Reached on his cell phone Tuesday, Gallegos stood by his ballot statement. Yes, he acknowledged, the county received grants for a domestic violence unit long before his election, but it wasn't anything like what he's done, which is to consolidate the prosecutor, the investigator and the victims' advocate onto one team. "There never was one like we've made," he said. Yes, the Child Abuse Services Team has been around for years, but that's different than his Child Abuse and Adult Sex Crimes Unit, he said. And, yes, there has long been a Bad Check Program, he admitted, but he said it's fundamentally different now that it's being run through the DA's office. "I established all of ’em," he said defiantly.

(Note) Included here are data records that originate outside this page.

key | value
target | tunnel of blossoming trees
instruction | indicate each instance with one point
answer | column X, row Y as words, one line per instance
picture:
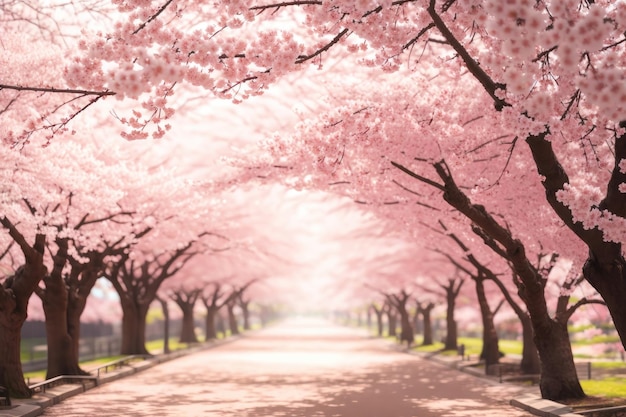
column 311, row 154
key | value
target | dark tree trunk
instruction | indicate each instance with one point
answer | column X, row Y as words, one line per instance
column 451, row 341
column 559, row 379
column 220, row 324
column 210, row 329
column 392, row 324
column 166, row 324
column 399, row 301
column 490, row 352
column 379, row 319
column 134, row 329
column 428, row 327
column 417, row 323
column 232, row 319
column 530, row 364
column 245, row 311
column 15, row 292
column 188, row 332
column 406, row 329
column 62, row 310
column 62, row 351
column 10, row 362
column 609, row 279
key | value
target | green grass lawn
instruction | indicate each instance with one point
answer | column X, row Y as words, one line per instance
column 610, row 387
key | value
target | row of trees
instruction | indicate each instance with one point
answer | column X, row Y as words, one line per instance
column 496, row 127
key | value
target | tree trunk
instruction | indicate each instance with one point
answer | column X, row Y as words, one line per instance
column 232, row 320
column 490, row 351
column 188, row 333
column 134, row 329
column 558, row 372
column 62, row 351
column 391, row 323
column 166, row 325
column 210, row 330
column 417, row 323
column 379, row 321
column 11, row 374
column 428, row 327
column 609, row 280
column 451, row 332
column 220, row 324
column 245, row 311
column 406, row 329
column 530, row 364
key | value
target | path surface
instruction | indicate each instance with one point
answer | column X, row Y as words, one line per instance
column 301, row 368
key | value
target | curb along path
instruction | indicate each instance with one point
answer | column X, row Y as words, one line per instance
column 54, row 395
column 297, row 368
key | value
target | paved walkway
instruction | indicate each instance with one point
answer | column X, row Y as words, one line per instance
column 302, row 368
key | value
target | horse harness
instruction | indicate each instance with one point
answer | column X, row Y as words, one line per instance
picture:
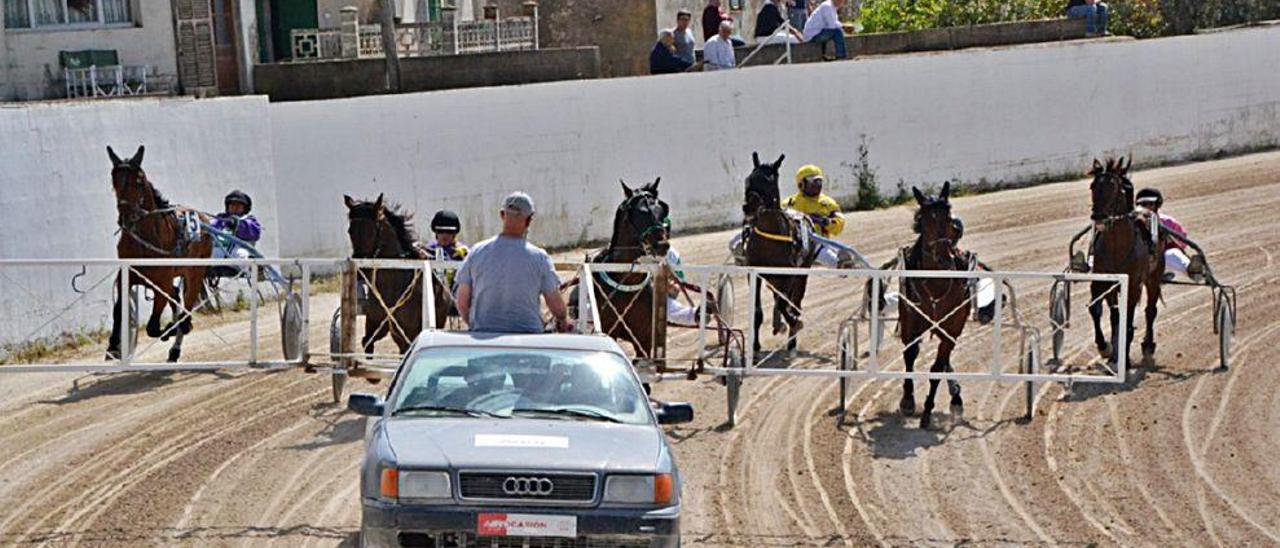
column 187, row 220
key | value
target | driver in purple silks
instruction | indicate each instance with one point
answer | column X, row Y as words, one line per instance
column 237, row 220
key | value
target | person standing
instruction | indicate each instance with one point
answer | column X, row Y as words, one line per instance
column 823, row 26
column 663, row 59
column 684, row 37
column 503, row 277
column 798, row 13
column 718, row 51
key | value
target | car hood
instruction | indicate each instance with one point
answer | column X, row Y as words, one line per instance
column 522, row 443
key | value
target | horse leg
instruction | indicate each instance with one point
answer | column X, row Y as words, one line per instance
column 1096, row 313
column 938, row 365
column 158, row 306
column 908, row 403
column 798, row 288
column 1148, row 342
column 759, row 319
column 113, row 343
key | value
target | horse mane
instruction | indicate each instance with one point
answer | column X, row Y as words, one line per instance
column 396, row 215
column 161, row 202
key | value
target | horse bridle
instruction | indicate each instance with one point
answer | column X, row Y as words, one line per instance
column 1118, row 199
column 137, row 211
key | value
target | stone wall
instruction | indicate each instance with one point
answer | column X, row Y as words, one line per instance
column 356, row 77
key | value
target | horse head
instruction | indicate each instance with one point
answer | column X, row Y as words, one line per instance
column 762, row 186
column 643, row 220
column 133, row 191
column 933, row 222
column 366, row 225
column 1111, row 190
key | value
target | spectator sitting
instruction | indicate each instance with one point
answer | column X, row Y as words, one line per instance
column 1093, row 12
column 663, row 59
column 798, row 13
column 684, row 37
column 823, row 26
column 769, row 28
column 718, row 51
column 712, row 17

Assistant District Attorney Wes Keat agreed, saying Gallegos never claimed to have invented the programs. "He's trying to make a sentence [in his ballot statement] that talks about activity in four or five different places, and maybe the action verb for each of those would be slightly different. But the statement is, 'I set down each of these units.' And as the boss, he gets to draw those lines," Keat said.
Later, the assistant DA offered a refreshingly candid analysis of another heated dispute in the DA race -- namely, how to interpret county crime statistics. Gallegos touted them mightily in the primary, taking credit for a significant drop during his tenure. But when the results for 2009 were released in July, showing a 17 percent increase over the previous year, Gallegos backed off, claiming that crime rates were subject to many factors. In a "My Word" commentary in Tuesday's Times-Standard, Jackson turned the tables, implying that the current DA is to blame for the rise.
"That part of it is pure politics," Keat said dismissively. "Another way of saying that, from my point of view, is it's all bullshit in both directions."